第800話 人質
ドンドンさんが、厳しい顔で人族の若者の対応をしている。
冒険者の若者は、チャーリーというらしい。パーティ名は『炎の盾』。『焔の剣』をリスペクトしてるんだろうか。
他のメンバーはどうしたのかと聞くと、今は別行動をしていて、今回の護衛依頼に、彼だけが参加しているらしい。
オドオドしている彼は、同行している『グルターレ商会』が中に入れないので、どうにかしてほしい、と伝えにやってきたそうだ。

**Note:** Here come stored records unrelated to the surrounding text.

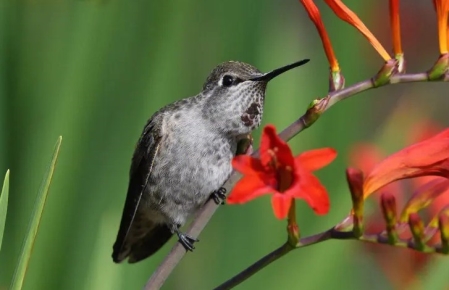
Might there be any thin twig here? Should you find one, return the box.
[215,243,294,290]
[144,73,449,290]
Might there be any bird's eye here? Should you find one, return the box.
[222,75,234,87]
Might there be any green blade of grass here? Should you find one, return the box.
[0,170,9,251]
[10,136,62,290]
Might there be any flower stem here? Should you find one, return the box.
[215,242,294,290]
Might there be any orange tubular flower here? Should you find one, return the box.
[227,125,337,219]
[300,0,340,72]
[390,0,403,57]
[363,129,449,198]
[325,0,392,61]
[433,0,449,54]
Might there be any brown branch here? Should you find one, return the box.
[144,73,449,290]
[215,243,294,290]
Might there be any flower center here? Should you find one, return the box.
[268,147,293,192]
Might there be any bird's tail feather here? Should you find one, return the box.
[128,224,173,263]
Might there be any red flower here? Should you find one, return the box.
[351,119,449,289]
[363,129,449,198]
[227,125,337,219]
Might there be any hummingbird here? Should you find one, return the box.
[112,59,309,263]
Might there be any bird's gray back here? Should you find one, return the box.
[142,102,237,225]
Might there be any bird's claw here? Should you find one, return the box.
[211,187,226,204]
[178,232,199,251]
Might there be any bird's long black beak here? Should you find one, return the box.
[249,59,309,82]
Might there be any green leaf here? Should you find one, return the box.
[0,170,9,250]
[10,136,62,290]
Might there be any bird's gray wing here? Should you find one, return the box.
[112,117,162,263]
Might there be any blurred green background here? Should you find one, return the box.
[0,0,449,289]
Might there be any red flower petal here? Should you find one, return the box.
[232,155,265,174]
[363,135,449,198]
[284,165,330,214]
[295,148,337,171]
[226,175,274,204]
[271,193,292,219]
[349,143,383,174]
[260,125,294,166]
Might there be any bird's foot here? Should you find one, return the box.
[210,187,226,204]
[176,231,199,251]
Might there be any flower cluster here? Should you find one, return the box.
[299,0,449,91]
[228,125,337,219]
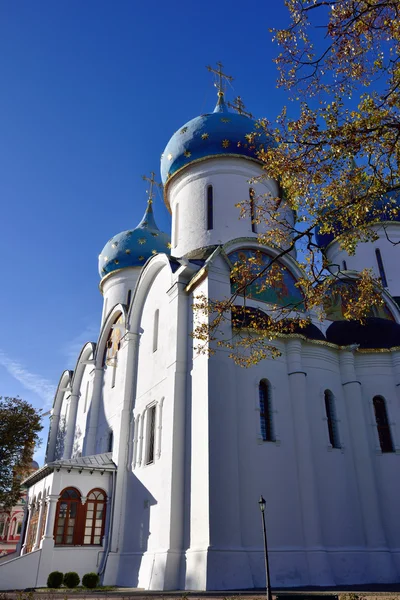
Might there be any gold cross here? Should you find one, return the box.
[142,171,162,204]
[227,96,253,119]
[207,62,233,96]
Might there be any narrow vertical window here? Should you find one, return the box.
[146,406,156,465]
[83,489,106,546]
[258,379,275,442]
[207,185,214,231]
[324,390,341,448]
[107,431,114,452]
[174,203,179,248]
[83,381,90,413]
[153,308,160,352]
[375,248,387,287]
[249,188,257,233]
[373,396,394,452]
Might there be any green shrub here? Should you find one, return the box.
[82,573,100,589]
[47,571,64,588]
[64,571,81,588]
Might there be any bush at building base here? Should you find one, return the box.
[47,571,64,588]
[82,573,100,588]
[64,571,81,588]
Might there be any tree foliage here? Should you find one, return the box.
[194,0,400,366]
[0,396,43,508]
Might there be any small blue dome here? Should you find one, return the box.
[161,94,273,184]
[99,201,171,277]
[315,189,400,249]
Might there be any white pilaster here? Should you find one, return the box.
[286,339,335,585]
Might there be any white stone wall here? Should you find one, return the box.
[100,267,141,325]
[167,158,293,257]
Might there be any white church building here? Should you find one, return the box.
[0,79,400,590]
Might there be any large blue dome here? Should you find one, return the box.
[161,95,272,184]
[315,189,400,249]
[99,201,171,277]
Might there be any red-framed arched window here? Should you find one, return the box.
[83,489,106,545]
[54,488,82,546]
[54,488,107,546]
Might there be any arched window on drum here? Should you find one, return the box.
[83,489,106,546]
[258,379,275,442]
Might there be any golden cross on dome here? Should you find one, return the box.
[142,171,162,204]
[227,96,253,119]
[207,62,233,96]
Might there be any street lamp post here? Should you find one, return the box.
[258,496,272,600]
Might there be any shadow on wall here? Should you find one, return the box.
[117,471,157,587]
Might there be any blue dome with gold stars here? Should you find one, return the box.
[161,92,272,185]
[99,200,171,277]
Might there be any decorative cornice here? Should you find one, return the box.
[164,152,263,214]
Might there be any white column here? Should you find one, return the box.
[63,392,80,458]
[340,351,392,581]
[43,494,59,542]
[21,502,35,554]
[84,367,104,456]
[33,498,46,550]
[286,339,335,585]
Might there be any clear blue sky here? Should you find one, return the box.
[0,0,294,461]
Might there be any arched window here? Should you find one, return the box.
[54,488,82,546]
[83,489,106,546]
[375,248,387,287]
[324,390,341,448]
[38,502,48,541]
[249,188,257,233]
[174,203,179,248]
[103,314,123,367]
[258,379,275,442]
[153,308,160,352]
[207,185,214,231]
[373,396,394,452]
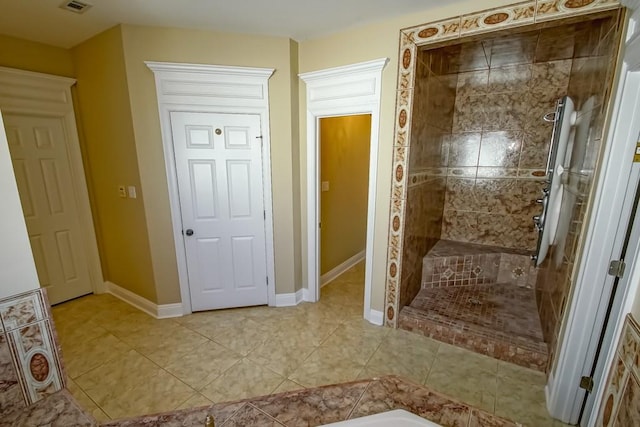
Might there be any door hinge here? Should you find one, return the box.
[580,377,593,393]
[608,259,627,278]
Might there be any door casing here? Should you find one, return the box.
[145,61,276,314]
[0,67,106,300]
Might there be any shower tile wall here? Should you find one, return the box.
[536,16,620,369]
[441,35,572,250]
[400,52,456,307]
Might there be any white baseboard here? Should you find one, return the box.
[276,289,308,307]
[367,309,384,326]
[320,250,365,286]
[105,281,183,319]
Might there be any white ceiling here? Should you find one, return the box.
[0,0,462,48]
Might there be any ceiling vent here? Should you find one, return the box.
[60,0,91,13]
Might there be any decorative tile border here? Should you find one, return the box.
[460,1,536,36]
[0,289,65,407]
[385,0,620,328]
[596,314,640,427]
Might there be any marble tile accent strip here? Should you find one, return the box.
[0,390,98,427]
[596,314,640,427]
[103,376,516,427]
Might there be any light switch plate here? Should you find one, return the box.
[127,185,138,199]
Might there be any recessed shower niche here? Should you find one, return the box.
[385,2,622,370]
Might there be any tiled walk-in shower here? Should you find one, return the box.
[392,6,620,371]
[398,240,547,370]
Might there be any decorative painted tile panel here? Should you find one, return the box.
[0,289,65,412]
[460,1,536,36]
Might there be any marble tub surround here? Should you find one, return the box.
[103,376,519,427]
[0,389,99,427]
[0,289,65,417]
[596,314,640,427]
[53,264,563,427]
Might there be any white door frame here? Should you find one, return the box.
[145,61,276,314]
[300,58,389,325]
[0,67,106,293]
[545,0,640,425]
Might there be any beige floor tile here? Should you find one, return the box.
[67,378,111,422]
[164,341,242,390]
[74,350,162,404]
[247,336,316,377]
[176,393,213,409]
[321,327,383,365]
[201,359,284,403]
[64,331,131,378]
[120,322,207,355]
[98,371,197,418]
[425,363,497,413]
[362,341,435,384]
[53,263,562,427]
[289,347,364,387]
[498,360,547,386]
[435,343,498,375]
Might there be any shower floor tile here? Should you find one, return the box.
[399,283,547,370]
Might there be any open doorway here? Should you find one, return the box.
[319,114,371,305]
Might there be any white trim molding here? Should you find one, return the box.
[105,281,183,319]
[0,67,106,300]
[145,61,277,313]
[320,250,365,287]
[275,289,306,307]
[300,58,389,322]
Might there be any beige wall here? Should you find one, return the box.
[0,34,75,77]
[122,25,300,304]
[299,0,514,311]
[320,114,371,274]
[0,111,40,298]
[73,27,158,302]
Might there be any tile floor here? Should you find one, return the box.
[53,264,563,427]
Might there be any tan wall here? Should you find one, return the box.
[320,114,371,274]
[73,27,158,302]
[300,0,514,311]
[122,25,300,304]
[0,34,75,77]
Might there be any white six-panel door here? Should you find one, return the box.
[4,114,93,304]
[171,112,268,311]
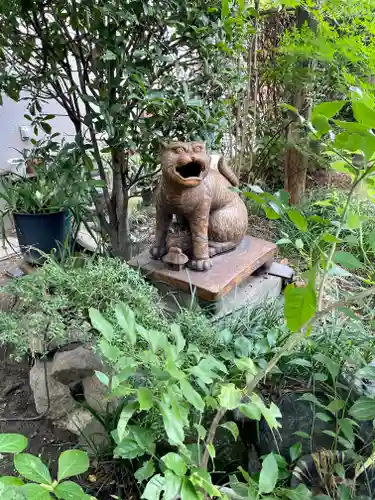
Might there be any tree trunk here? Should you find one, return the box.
[284,90,307,205]
[109,148,131,260]
[284,7,316,205]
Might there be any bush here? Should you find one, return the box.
[0,257,167,355]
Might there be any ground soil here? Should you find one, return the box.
[0,348,77,475]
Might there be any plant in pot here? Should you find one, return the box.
[1,134,89,264]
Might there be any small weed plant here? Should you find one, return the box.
[0,434,95,500]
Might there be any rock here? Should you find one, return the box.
[56,408,94,436]
[56,408,110,455]
[30,361,74,420]
[51,346,103,385]
[82,375,117,413]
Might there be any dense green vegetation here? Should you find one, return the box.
[0,0,375,500]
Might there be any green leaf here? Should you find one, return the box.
[288,210,307,233]
[137,387,153,411]
[141,474,165,500]
[163,470,182,500]
[0,434,28,453]
[117,402,136,442]
[160,403,185,445]
[327,399,345,413]
[300,392,325,409]
[313,353,340,380]
[311,115,331,137]
[287,358,311,368]
[207,443,216,460]
[0,476,24,487]
[190,468,222,498]
[171,323,186,353]
[134,460,155,483]
[57,450,89,481]
[89,307,113,342]
[289,443,302,462]
[99,339,121,362]
[349,396,375,421]
[316,412,332,422]
[20,483,51,500]
[54,481,92,500]
[238,403,262,421]
[234,357,258,375]
[180,477,202,500]
[221,0,230,19]
[295,238,304,250]
[161,452,187,476]
[180,379,204,412]
[95,370,109,387]
[320,233,342,243]
[313,200,333,207]
[284,284,316,332]
[352,101,375,129]
[219,384,242,410]
[234,335,253,357]
[337,418,356,443]
[263,207,280,220]
[346,212,361,229]
[312,101,347,119]
[221,422,239,441]
[115,303,137,345]
[40,122,52,134]
[259,453,279,493]
[14,453,52,484]
[194,424,207,441]
[333,252,363,270]
[293,431,310,439]
[137,325,167,354]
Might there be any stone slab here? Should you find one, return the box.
[129,236,277,302]
[210,273,282,316]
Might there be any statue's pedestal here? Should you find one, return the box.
[129,236,281,314]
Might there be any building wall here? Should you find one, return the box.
[0,96,74,169]
[0,96,75,232]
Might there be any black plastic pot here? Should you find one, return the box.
[13,210,67,264]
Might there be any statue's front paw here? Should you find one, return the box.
[150,245,167,259]
[189,259,212,271]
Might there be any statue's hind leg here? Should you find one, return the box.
[208,240,237,257]
[208,202,247,257]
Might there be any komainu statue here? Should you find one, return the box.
[151,142,248,271]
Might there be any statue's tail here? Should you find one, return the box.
[217,156,239,187]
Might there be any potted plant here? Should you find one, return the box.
[1,134,88,263]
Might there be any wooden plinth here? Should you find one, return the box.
[129,236,277,301]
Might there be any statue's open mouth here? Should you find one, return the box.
[176,161,204,179]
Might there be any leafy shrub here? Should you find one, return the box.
[0,434,95,500]
[0,257,167,354]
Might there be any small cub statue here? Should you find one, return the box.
[151,142,248,271]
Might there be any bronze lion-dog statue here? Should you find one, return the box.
[151,142,248,271]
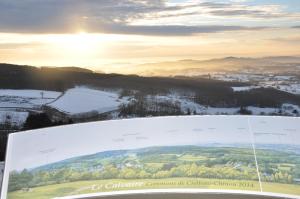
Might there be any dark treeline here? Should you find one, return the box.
[0,64,300,107]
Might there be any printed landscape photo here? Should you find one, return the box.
[1,116,300,198]
[8,145,300,198]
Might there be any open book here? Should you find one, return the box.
[1,116,300,199]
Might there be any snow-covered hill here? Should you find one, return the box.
[49,87,128,115]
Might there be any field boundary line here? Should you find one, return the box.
[247,117,263,192]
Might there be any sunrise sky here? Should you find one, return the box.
[0,0,300,72]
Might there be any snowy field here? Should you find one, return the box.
[0,110,28,127]
[0,89,61,108]
[0,162,4,190]
[49,87,128,115]
[231,86,260,92]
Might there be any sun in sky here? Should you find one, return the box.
[0,0,300,72]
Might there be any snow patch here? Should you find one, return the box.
[49,87,128,115]
[0,89,61,108]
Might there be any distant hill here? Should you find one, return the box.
[41,66,93,73]
[120,56,300,76]
[0,63,300,107]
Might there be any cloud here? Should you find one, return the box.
[0,0,296,36]
[270,36,300,45]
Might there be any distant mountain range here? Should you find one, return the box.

この場所からは見えないのに、チラチラと後方の『グルターレ商会』の馬車の方を気にしている。
「ギャジー翁」
私は隣に立っているギャジー翁にこっそりと耳打ちする。
「風の精霊たちが、この子が『隷属の首輪』をしてるっていうんだけど」
頭の中には、前にガズゥたちが付けられた『隷属の紋』と、ボロボロだった彼らの姿を思い出して、つい苦々しい顔になってしまう。
「はい。私にも聞こえました」
ギャジー翁も厳しい顔をしている。
『さつき~』
また別の風の精霊が飛んできた。
『なんか、あいつらのばしゃのなか~、ボロボロのひとのこがいる~』
『こいつのおとうとみたい~』
『れいぞくのくびわしてる~』
『どくにおかされてる~』
それを聞いて、私が黙っていられるわけもない。
私はドンドンさんの後ろから出てきて、目の前のチャーリーを睨みつける。
「ねぇ」
私が低い声で問いかけると、チャーリーはビクリと身体を震わす。
「もしかして、脅されてる?」
私の言葉に、チャーリーは顔色を悪くする。
「お、脅されてなど……」
「大丈夫。弟が、人質?」
「!?」
「あいつら、何者?」
『ひとぞくだね』
『エルフじゃない』
「グルターレ商会の人たちじゃないでしょ」
ガタガタと身体が震えだすチャーリーの肩に、ギャジー翁がポンっと軽く手をのせる。
「安心しなさい。まずは、その首輪を外そう」
「!? でもっ」
「このタイプなら、私にかかればすぐに外せる(人族が作った魔道具だな……それも、随分と質の低い……よく、こんな物を使おうと思ったものだ)」
「外すと相手にわかるんじゃ」
「フッ、そこまで高性能なものじゃない。動くでないぞ」
顔を青ざめながら慌てて自分の首元を隠すチャーリーに、ギャジー翁が優しく諭す。
実際、ギャジー翁の言うとおり、彼の首につけられていた『隷属の首輪』は、カチリという音とともに簡単に外れた。首には首輪の跡が赤くついていて痛々しい。
黒く薄汚れた金属製の首輪には、複雑な紋様が刻まれていて、私には見るからにヤバそうな物に見える。
「う、ううう」
チャーリーは声を押し殺して、泣きだしてしまった。
ずっと、辛かったんだろう。そう思ったら、沸沸と怒りがわいてくる。
『ふぉー! さつきがぁぁぁ』
『おこってる~!』
『いやっほー!』
精霊たちの興奮した声に、いつもなら冷静になるところなんだけど、今回は収まらない。
「まずは、弟さんを助けないとね」
「どうしますか」
ドンドンさんも怖い顔だ。
「馬車の台数は3台です」
『ひとじちはいちばんうしろのばしゃだよ』
「弟さんは、一番後ろの馬車にいるのよね?」
「は、はい。でも、妹が」
「妹?」
「ケイドンの街にいる奴らの仲間に、妹が捕まっててっ……う、うう」
チャーリーの言葉に、私は思わず、ギロリと敷地の外にいるはずの馬車の方へと視線を向けた。